The serene symmetry of Holiday’s artwork accurately captures the atmosphere that Port St. Willow attempt to cultivate on their debut record. It’s awash with ambient textures, steeped in a glistening beauty that mirrors the elegance of Nick Principe’s voice. His lyrics are affecting, eye-level portraits depicting love, loss and familial strain, and they are constantly fraught with feelings of loneliness. Holiday is solitary, isolated like the image of the island that accompanies it. Notwithstanding a certain monotone beauty, there isn’t a lot to smile about here, though sunlight gleams through the fog on occasion.
Holiday makes very effective use of space; each song is an interlude unto itself, transitioning into the next in a way feels natural and justified. There aren’t many surprises on this album, neither are there any glaring faults. Everything is settled, locked in, fine-tuned for a specific function. On “Amawalk”, Principe’s falsetto scrapes the sky as he wails out over gently rolling drums and somber horns. If it reminds you of the Antlers, there’s a good reason for that: Nick Principe and Peter Silberman are childhood friends. Port St. Willow never crosses over into this territory entirely, but it’s an obvious influence throughout. Ethereal acts like Cocteau Twins and Slowdive have also left their marks.
With the exception of the trumpet and French horn, Port St. Willow is entirely Principe at work, and his talent as a drummer is not to be overlooked. “Tourist” is perhaps the best example of this, in which he makes use of every part of his kit to generate a heavily involving beat, while the squall really forces you to listen hard for the redolent lyrics: “Slow down/The roots are showing/And you’re no orphan.”
If you’re partial to the aura that Holiday is continuously emanating, then you may also be willing to overlook the fact that a few tracks blend into one another a little bit too well. “On Your Side” and “Orphan” use almost identical timbres, and it’s noticeable upon the first listen. This isn’t to say that either track isn’t enjoyable, the record’s sense of continuity and overarching premise do much to ameliorate this fact. Yet you may be left wondering if there are too few ideas on Holiday to be adequately spread across 55 minutes.

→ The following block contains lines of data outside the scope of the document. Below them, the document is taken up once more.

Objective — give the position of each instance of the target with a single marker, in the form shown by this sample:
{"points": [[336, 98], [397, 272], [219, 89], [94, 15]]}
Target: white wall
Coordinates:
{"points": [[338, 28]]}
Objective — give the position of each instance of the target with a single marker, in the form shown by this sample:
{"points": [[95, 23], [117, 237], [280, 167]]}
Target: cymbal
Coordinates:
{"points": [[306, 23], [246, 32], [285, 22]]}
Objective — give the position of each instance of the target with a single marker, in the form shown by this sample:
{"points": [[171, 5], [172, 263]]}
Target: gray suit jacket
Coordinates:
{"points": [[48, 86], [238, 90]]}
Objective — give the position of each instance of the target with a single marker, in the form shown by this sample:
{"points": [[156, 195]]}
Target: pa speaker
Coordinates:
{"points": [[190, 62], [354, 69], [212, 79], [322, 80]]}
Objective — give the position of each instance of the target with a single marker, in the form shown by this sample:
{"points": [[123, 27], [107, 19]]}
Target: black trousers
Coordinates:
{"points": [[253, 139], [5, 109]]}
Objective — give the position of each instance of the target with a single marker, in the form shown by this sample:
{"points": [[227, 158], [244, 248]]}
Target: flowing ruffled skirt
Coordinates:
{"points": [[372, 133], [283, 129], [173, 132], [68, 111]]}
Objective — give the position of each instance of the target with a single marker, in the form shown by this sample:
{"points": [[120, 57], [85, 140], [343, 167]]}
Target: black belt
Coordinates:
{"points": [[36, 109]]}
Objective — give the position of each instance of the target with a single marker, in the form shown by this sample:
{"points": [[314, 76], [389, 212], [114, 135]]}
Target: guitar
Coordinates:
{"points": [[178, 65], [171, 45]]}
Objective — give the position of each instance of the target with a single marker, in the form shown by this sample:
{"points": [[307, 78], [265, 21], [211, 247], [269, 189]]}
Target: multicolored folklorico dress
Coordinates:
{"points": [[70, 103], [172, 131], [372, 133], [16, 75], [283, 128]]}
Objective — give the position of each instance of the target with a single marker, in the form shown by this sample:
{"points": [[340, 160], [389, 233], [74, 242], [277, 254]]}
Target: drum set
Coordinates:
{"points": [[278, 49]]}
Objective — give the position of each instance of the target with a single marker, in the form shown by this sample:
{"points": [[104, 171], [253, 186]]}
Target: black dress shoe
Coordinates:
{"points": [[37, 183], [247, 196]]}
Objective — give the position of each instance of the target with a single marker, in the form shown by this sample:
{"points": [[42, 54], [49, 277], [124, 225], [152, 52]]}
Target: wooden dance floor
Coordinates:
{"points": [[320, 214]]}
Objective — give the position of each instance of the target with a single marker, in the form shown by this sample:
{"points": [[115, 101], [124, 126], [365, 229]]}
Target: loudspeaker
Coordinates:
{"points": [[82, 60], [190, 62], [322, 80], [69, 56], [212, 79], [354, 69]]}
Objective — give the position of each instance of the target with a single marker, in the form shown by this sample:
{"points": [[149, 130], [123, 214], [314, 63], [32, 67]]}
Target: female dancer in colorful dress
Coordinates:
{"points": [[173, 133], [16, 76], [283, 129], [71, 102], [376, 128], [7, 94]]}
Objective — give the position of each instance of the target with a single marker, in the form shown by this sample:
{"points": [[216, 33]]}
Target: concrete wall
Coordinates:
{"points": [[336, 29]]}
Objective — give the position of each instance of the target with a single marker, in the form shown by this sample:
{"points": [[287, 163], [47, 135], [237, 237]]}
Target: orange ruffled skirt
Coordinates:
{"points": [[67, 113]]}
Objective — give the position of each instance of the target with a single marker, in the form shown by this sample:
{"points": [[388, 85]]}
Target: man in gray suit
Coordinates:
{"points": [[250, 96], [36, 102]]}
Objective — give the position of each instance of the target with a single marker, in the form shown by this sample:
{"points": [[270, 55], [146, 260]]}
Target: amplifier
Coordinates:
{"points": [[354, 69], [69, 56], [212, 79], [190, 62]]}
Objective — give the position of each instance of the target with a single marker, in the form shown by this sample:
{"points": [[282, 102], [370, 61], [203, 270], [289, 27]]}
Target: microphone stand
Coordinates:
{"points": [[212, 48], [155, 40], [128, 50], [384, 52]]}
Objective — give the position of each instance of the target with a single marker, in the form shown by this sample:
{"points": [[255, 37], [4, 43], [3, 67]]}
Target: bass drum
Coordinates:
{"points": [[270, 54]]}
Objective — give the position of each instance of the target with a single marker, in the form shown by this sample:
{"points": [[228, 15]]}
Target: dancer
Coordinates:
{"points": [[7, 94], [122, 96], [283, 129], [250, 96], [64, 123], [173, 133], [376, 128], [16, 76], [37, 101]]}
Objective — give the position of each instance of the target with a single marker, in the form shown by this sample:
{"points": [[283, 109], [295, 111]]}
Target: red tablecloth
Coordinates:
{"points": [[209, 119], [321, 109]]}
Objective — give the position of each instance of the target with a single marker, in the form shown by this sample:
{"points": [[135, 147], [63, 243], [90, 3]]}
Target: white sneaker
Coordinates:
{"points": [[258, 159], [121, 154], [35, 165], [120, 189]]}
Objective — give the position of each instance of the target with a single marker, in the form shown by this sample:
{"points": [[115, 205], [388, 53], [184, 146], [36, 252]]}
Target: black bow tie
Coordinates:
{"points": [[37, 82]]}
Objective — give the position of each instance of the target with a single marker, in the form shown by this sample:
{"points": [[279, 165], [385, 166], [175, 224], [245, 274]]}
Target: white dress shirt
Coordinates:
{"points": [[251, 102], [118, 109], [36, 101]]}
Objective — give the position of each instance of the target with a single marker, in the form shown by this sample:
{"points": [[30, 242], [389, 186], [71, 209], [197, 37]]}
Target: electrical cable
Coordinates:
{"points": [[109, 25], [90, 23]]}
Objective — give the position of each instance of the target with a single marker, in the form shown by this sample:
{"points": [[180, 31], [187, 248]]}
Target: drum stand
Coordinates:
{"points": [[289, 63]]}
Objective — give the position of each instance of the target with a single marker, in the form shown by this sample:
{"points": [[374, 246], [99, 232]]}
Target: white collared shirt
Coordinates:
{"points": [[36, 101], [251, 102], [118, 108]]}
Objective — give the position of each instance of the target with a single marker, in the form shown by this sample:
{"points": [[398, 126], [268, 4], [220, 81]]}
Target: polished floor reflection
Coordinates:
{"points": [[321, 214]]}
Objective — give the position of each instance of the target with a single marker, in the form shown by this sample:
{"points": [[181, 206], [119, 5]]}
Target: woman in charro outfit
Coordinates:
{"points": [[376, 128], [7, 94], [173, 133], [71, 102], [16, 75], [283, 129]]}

It becomes clear that Principe is very involved in these songs. When he howls out on “Five Five Two Five”, it sounds like he’s on the verge of tears. “Put the Armor on the Mantle” is exactly as it sounds, commencing with a minute of silence before a resigned melody creeps into the darkened landscape, alone and without contrast. Principe’s immediate environment has nothing to offer him as consolation, hope is the only positive. Closing number “Consumed” brings a little more to the table, pairing skittering cymbals and rim shots with lovely, coiling guitars and supple keyboards. For an album that seems to almost enjoy getting down on itself, it’s a surprisingly optimistic conclusion.
Principe is the beating heart at the center of this project. His quintessence can be found within these songs, each a cryptic puzzle just waiting to be dissected. There’s the sense that he’s holding himself back a little, either scared to allow his music to become an entirely personal vehicle, or lacking the confidence to expand into other frontiers. There’s plenty of time for growth, though. More variety would help his cause, but Holiday is a graceful, emotionally affluent debut.